Gabriele, in macchina, chiacchiera col padre delle gesta di Giuseppe Rossi, Gonzalo Higuain, in modo da far sembrare il viaggio di andata un po’ meno pesante. Gabriele, dopo la classica e inevitabile pennichella pomeridiana, arriva nella Capitale intorno le 18, ma già nota qualcosa che non va. Sirene della Polizia di Stato, Carabinieri, Guardia di Finanza, Vigili del Fuoco, sfrecciano alla velocità della luce davanti lo stadio “Olimpico”, teatro dell’ultimo atto della Coppa Italia. Gabriele non sa nulla di quello che sta succedendo e decide, insieme al suo papà, di entrare nel settore “Tribuna” per poter guardare anche un vero terreno di gioco composto da erba e non da terra mischiata con la sabbia.

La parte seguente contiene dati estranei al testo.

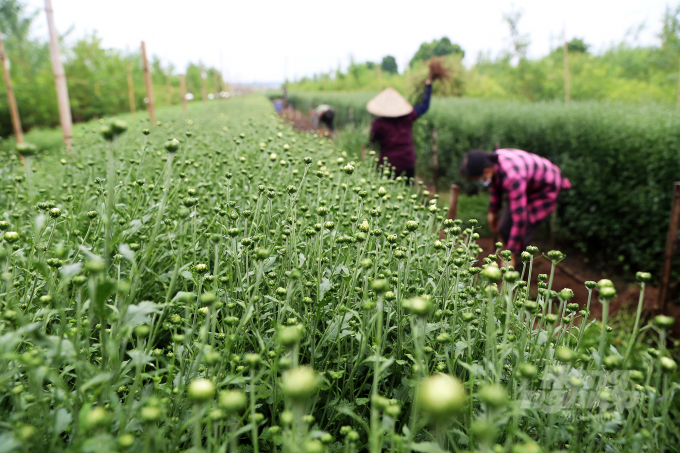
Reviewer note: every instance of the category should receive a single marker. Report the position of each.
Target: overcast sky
(265, 41)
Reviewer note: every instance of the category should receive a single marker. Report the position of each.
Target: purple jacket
(395, 135)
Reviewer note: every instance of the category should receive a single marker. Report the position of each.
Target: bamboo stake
(671, 246)
(453, 206)
(203, 88)
(678, 88)
(567, 94)
(183, 92)
(131, 91)
(11, 100)
(148, 84)
(168, 86)
(222, 74)
(435, 161)
(59, 77)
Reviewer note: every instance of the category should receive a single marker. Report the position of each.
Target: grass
(244, 286)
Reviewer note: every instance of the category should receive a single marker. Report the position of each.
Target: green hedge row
(622, 160)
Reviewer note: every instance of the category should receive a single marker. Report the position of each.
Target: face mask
(483, 183)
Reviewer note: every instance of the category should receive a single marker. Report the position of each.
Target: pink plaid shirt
(532, 184)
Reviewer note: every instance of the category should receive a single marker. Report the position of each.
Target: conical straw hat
(389, 103)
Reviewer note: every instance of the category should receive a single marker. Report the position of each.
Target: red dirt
(572, 273)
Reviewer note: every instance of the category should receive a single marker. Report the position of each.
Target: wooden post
(222, 87)
(204, 91)
(11, 100)
(217, 86)
(59, 77)
(183, 92)
(453, 202)
(168, 86)
(131, 91)
(453, 207)
(567, 95)
(671, 246)
(148, 84)
(435, 161)
(678, 88)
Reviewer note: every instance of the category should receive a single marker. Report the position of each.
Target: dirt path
(571, 273)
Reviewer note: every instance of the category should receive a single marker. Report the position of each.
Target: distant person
(325, 115)
(532, 184)
(393, 127)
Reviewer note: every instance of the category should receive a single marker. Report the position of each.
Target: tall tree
(437, 48)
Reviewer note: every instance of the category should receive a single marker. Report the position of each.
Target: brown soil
(572, 273)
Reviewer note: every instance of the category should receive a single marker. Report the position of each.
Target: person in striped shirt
(532, 184)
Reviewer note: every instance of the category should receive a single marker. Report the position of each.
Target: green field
(249, 288)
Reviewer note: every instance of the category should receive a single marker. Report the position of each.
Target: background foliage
(87, 64)
(626, 71)
(621, 158)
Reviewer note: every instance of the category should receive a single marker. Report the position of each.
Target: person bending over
(532, 184)
(393, 127)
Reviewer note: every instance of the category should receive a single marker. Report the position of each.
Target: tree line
(626, 71)
(96, 76)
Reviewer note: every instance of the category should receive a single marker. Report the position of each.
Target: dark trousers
(505, 224)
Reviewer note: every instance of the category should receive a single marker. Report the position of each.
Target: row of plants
(224, 283)
(622, 160)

Gabriele, da bambino virgulto e attento, sa che la partita dovrebbe iniziare alle 21 e, quando vede che i ventidue calciatori di Fiorentina e Napoli non scendono ancora in campo, inizia a capire che ci sono dei problemi. Capita, così, che Gabriele osservi Hamsik discutere con una persona con addosso una t-shirt con su scritto “Speziale Libero”, non rendendosi conto del significato di quella frase, perché lui nel 2007 aveva solo 2 anni. Gabriele, scruta anche le istituzioni presenti che, a dispetto della loro importanza per la nazione, non muovono un dito per verificare con mano la situazione. Non importa, tuttavia Gabriele, finalmente, vede l’ingresso in campo delle due squadre e la Coppa Italia che luccica a bordo campo.

Capisce che la partita tanto attesa sta per iniziare, ma al fischio dell’inno italiano da parte di qualche imbecille, Gabriele cambia espressione del viso e intima il padre di lasciare lo stadio. Gabriele non ce la fa, piange e abbandona lo stadio schifato. Lui, così come una buona parte di tifosi del “Bel Paese” voleva guardare una semplice partita di calcio, una bellissima finale di Coppa Italia, invece va via. Al papà, però, Gabriele vuole dire una cosa appena fuori dall’Olimpico. “Io allo stadio non ci torno più. Non ci sono valori, non c’è gioia e, da domani, seguirò il rugby, almeno lì si “picchiano” ma fanno la pace. E poi perchè nel calcio uno deve chiedere il permesso a qualcuno del pubblico per giocare o uno stupido deve sparare?”. Come dargli torto?